Graças à ternura e solidariedade de Mariana, Simão tinha com quem contar dentro da
prisão. E também deve-se a Mariana o título de ser a intermediadora entre o romance
missivista do casal.
Enfim, foi graças a um tio-avô de Simão que o pai deste pôde repensar sua atitude de
não ajudar o filho a se livrar da prisão. O nome do tio-avô era a António da Veiga, este
que ameaçou se matar caso o pai não “mexesse seus pauzinhos” para tirar o filho da
forca. Infelizmente, tudo que o corregedor conseguiu foi a substituição do cárcere pela
deportação de dez anos do filho para o exílio na Índia.

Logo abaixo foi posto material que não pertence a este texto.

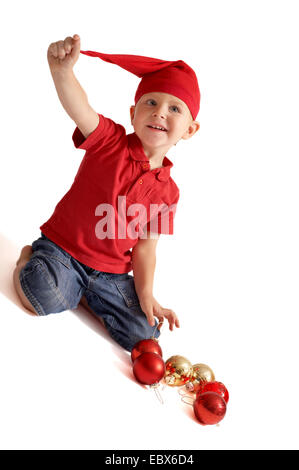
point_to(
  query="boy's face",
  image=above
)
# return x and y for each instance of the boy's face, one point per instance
(167, 111)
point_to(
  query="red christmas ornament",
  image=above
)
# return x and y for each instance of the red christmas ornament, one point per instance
(145, 345)
(209, 408)
(149, 368)
(217, 387)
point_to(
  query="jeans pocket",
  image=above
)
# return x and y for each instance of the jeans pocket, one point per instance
(127, 289)
(62, 259)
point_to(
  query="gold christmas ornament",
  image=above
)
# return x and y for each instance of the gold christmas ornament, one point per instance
(201, 373)
(178, 371)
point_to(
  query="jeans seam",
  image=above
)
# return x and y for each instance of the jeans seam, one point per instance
(30, 296)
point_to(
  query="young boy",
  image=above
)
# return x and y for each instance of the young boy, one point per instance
(75, 260)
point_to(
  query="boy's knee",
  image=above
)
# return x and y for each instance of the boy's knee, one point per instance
(16, 280)
(37, 289)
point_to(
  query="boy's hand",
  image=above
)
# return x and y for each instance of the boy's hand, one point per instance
(152, 308)
(62, 55)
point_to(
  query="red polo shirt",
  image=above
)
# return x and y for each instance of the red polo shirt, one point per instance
(114, 198)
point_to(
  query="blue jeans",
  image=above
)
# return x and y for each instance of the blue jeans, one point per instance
(54, 281)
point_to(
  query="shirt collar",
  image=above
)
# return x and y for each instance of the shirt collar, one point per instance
(137, 153)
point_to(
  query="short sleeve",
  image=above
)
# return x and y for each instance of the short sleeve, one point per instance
(162, 221)
(107, 133)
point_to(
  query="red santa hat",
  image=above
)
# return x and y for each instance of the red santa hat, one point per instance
(174, 77)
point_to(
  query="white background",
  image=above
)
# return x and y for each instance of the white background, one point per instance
(230, 271)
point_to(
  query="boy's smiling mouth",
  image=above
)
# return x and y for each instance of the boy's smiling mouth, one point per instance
(157, 128)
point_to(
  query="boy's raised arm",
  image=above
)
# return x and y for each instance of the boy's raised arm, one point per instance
(62, 56)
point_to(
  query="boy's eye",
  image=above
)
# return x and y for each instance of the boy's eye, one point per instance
(153, 101)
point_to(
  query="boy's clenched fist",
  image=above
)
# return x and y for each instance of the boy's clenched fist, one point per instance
(62, 55)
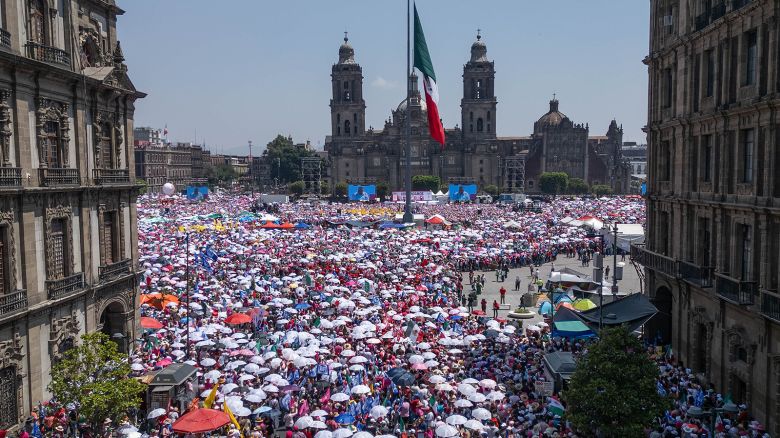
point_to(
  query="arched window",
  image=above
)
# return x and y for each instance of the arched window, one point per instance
(37, 22)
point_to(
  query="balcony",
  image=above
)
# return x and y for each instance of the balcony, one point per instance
(110, 176)
(58, 176)
(657, 262)
(52, 55)
(770, 305)
(12, 303)
(699, 275)
(5, 38)
(63, 287)
(10, 176)
(736, 291)
(114, 270)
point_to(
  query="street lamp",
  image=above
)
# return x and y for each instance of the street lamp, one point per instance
(699, 413)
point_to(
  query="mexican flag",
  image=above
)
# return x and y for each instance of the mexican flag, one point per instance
(422, 62)
(555, 406)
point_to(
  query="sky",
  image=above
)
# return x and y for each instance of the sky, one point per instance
(228, 72)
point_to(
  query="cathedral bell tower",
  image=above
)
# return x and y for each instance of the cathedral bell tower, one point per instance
(347, 107)
(478, 105)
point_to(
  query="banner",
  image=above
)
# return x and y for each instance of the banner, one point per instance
(463, 192)
(416, 196)
(361, 193)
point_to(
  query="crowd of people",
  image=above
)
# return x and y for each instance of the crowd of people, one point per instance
(325, 330)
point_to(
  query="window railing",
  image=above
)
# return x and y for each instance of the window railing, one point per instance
(13, 302)
(53, 55)
(658, 262)
(10, 176)
(770, 305)
(114, 270)
(110, 176)
(736, 291)
(59, 176)
(698, 275)
(63, 287)
(5, 38)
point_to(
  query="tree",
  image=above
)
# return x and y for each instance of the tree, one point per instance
(297, 188)
(601, 190)
(613, 391)
(577, 186)
(426, 182)
(553, 183)
(382, 189)
(491, 190)
(94, 376)
(340, 190)
(285, 158)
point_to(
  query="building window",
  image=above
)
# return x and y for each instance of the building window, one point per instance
(52, 153)
(709, 58)
(109, 244)
(668, 88)
(747, 155)
(706, 155)
(751, 50)
(59, 239)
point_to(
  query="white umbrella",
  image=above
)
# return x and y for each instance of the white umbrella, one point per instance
(445, 431)
(156, 413)
(339, 397)
(456, 420)
(304, 422)
(473, 425)
(342, 433)
(378, 411)
(481, 414)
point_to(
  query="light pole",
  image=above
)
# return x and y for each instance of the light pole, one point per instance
(699, 413)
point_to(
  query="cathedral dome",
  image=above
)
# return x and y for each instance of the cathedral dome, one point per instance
(346, 53)
(479, 50)
(553, 117)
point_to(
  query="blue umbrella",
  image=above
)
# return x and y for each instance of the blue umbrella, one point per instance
(345, 419)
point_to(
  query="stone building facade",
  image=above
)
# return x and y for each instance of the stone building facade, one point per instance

Mariana decidiu ir com o amado ao exílio. Para ela não restava mais nada na vida a não
se o amor que sentia por Simão, já que o pai desta rapariga morrera assassinado por um
almocreve. Quanto a Teresa, ao saber da resolução do exílio, enlouquecera. Não poderia
imaginar Simão exilado por dez anos.
Enfim, a 17 de Março de 1807, sai do cais de Ribeirinha o navio com os 75 degredados,
entre eles Simão e Mariana. Teresa, vendo do convento o navio transportando os
exilados, suicidara-se.
“ ─ É já o meu espírito que te fala, Simão. A tua amiga morreu. A tua pobre Teresa, à
hora em que leres esta carta, se me Deus não engana, está em descanso”.
Simão, tempos depois de ler a carta, e já com bastante febre provocada pelo enjoo do
mar, falecera no navio pedindo antes que Mariana jogasse todas as cartas que recebera
de Teresa ao mar.
É claro que Mariana fez tudo isso conforme seu amado pediu. Só um detalhe: Mariana
jogou no mar algo mais que as cartas. Jogou no mar si própria, tentando
desesperadamente encontrar ali o corpo cadavérico de Simão que lá estava, arremessado
pelos almirantes do navio às ondas do mar. Mariana morrera, pois, abraçada com o
corpo do fidalgo em alto mar.
É com este final trágico que Camilo Castelo Branco rematou Amor de Perdição.